Russia's Stolichny Bank and IBM announced a deal Thursday for the delivery and installation of 2,000 automatic teller machines that would create the country's first major network of computerized cash dispensers.


"The agreement means one of the largest orders IBM has ever had for ATMs," said Lennart Krook, general manager of IBM East Europe/Asia.


"It is a fascinating challenge for all of us."


Alexander Smolensky, Stolichny's president, said that the deal was worth "tens of millions of dollars."


Krook said the first stage of the project, covering 100 ATMs, would be financed by a credit from IBM. But he did not give details of how the rest of the deal would be funded.


Smolensky said that under the agreement, Stolichny, one of Russia's biggest retail banks, would also manufacture its own ATMs on license from IBM starting in 1996.

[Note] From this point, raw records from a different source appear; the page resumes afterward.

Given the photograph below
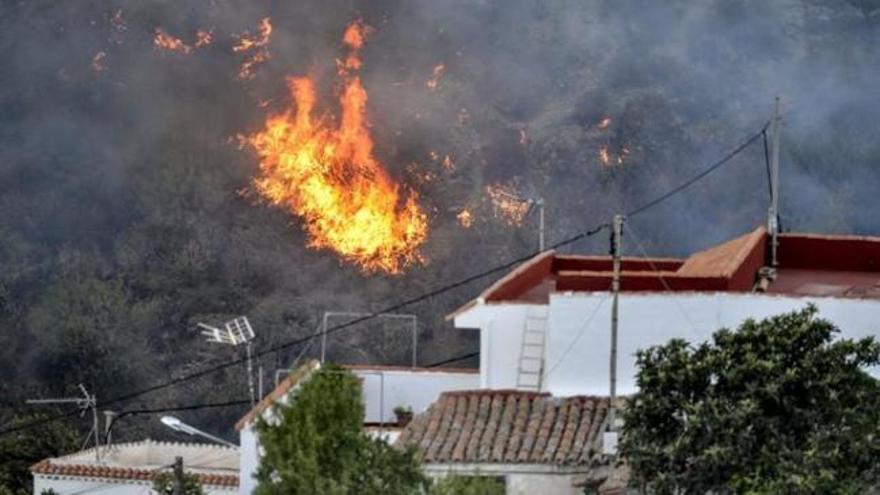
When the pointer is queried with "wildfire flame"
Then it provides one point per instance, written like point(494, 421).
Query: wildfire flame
point(328, 176)
point(165, 41)
point(507, 204)
point(257, 46)
point(98, 61)
point(435, 77)
point(604, 157)
point(204, 38)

The ATMs will initially accept only STB cards, issued by Stolichny and other major retail banks, Smolensky said. But starting Jan.1, the new ATMs will also accept Visa and Eurocard/Mastercard, he added.


Stolichny's ATMs will dispense only rubles and the bank will charge a 1 percent commission on each transaction, Smolensky said.

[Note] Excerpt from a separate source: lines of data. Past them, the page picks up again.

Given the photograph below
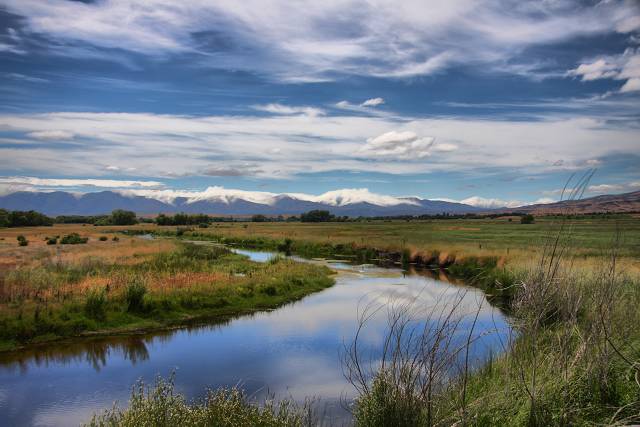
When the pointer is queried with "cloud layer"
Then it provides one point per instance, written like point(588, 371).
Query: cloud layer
point(282, 146)
point(305, 42)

ATMs have become an increasingly popular target for crime in the West, a problem that Smolensky said would be no less serious in Russia.


In England and France, for example, criminals have even employed cranes to rip the machines out of buildings.

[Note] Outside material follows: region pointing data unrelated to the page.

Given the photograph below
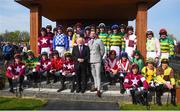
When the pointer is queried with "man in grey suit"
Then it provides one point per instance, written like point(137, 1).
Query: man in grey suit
point(97, 51)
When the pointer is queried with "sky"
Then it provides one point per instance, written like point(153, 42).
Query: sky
point(165, 14)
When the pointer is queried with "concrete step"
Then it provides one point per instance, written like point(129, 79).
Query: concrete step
point(51, 93)
point(104, 85)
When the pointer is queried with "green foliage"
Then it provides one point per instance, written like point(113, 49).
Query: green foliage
point(16, 36)
point(20, 104)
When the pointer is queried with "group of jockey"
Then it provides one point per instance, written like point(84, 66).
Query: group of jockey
point(122, 61)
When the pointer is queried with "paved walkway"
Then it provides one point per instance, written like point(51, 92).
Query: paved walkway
point(80, 105)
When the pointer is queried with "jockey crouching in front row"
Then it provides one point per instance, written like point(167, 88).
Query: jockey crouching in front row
point(31, 72)
point(15, 72)
point(137, 85)
point(56, 65)
point(43, 67)
point(166, 82)
point(68, 72)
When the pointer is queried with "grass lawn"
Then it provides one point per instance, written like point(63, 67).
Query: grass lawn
point(129, 106)
point(7, 103)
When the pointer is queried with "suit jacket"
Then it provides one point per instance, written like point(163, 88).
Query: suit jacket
point(97, 50)
point(85, 54)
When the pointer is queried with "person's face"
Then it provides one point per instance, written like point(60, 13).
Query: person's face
point(101, 29)
point(92, 34)
point(135, 70)
point(68, 58)
point(93, 30)
point(55, 32)
point(60, 31)
point(55, 56)
point(43, 33)
point(87, 32)
point(78, 28)
point(30, 56)
point(109, 31)
point(115, 31)
point(112, 56)
point(44, 57)
point(48, 30)
point(136, 56)
point(80, 41)
point(122, 30)
point(97, 30)
point(17, 60)
point(163, 36)
point(124, 58)
point(150, 65)
point(164, 66)
point(156, 60)
point(70, 33)
point(130, 32)
point(149, 36)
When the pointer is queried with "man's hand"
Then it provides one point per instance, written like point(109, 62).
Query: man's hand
point(80, 60)
point(168, 85)
point(15, 77)
point(114, 71)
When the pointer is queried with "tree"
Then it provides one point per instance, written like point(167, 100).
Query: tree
point(15, 36)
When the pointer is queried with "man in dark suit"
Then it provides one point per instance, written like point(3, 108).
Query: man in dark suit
point(81, 54)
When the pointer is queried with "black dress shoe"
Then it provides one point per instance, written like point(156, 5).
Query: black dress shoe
point(98, 94)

Smolensky said that Stolichny would seek to reduce the crime threat by installing its machines in public locations, preferably near militia posts. They will also be equipped with video surveillance to protect against robbery and fraud, he said.


In Russia, the machines will also face the challenge of freezing weather and will be built to withstand temperatures of as low as minus 37 degrees Celsius, he said.


According to Smolensky, Stolichny will begin assembling and testing its own ATMs in 1996 using IBM technology at a former defense factory, which he declined to name.


The Russian-made ATMs should be at least 30 percent cheaper than imported versions with domestically produced components gradually replacing imported ones, Smolensky said.


The project would become IBM's second production facility in Russia.


The U.S. computer giant already assembles computers at the Kvant factory in Zelenograd, northern Moscow.


Stolichny already has Russia's biggest network of ATMs, with around 100 machines in operation, mainly in Moscow.


Smolensky said that his bank chose to install its first cash dispensers in government buildings -- like the White House, the State Duma and the ministries -- to win political support for the idea of ATMs.


"First we want to convince our power structures that an ATM is a good thing, so that it would later be easier for us to install new machines," Smolensky said.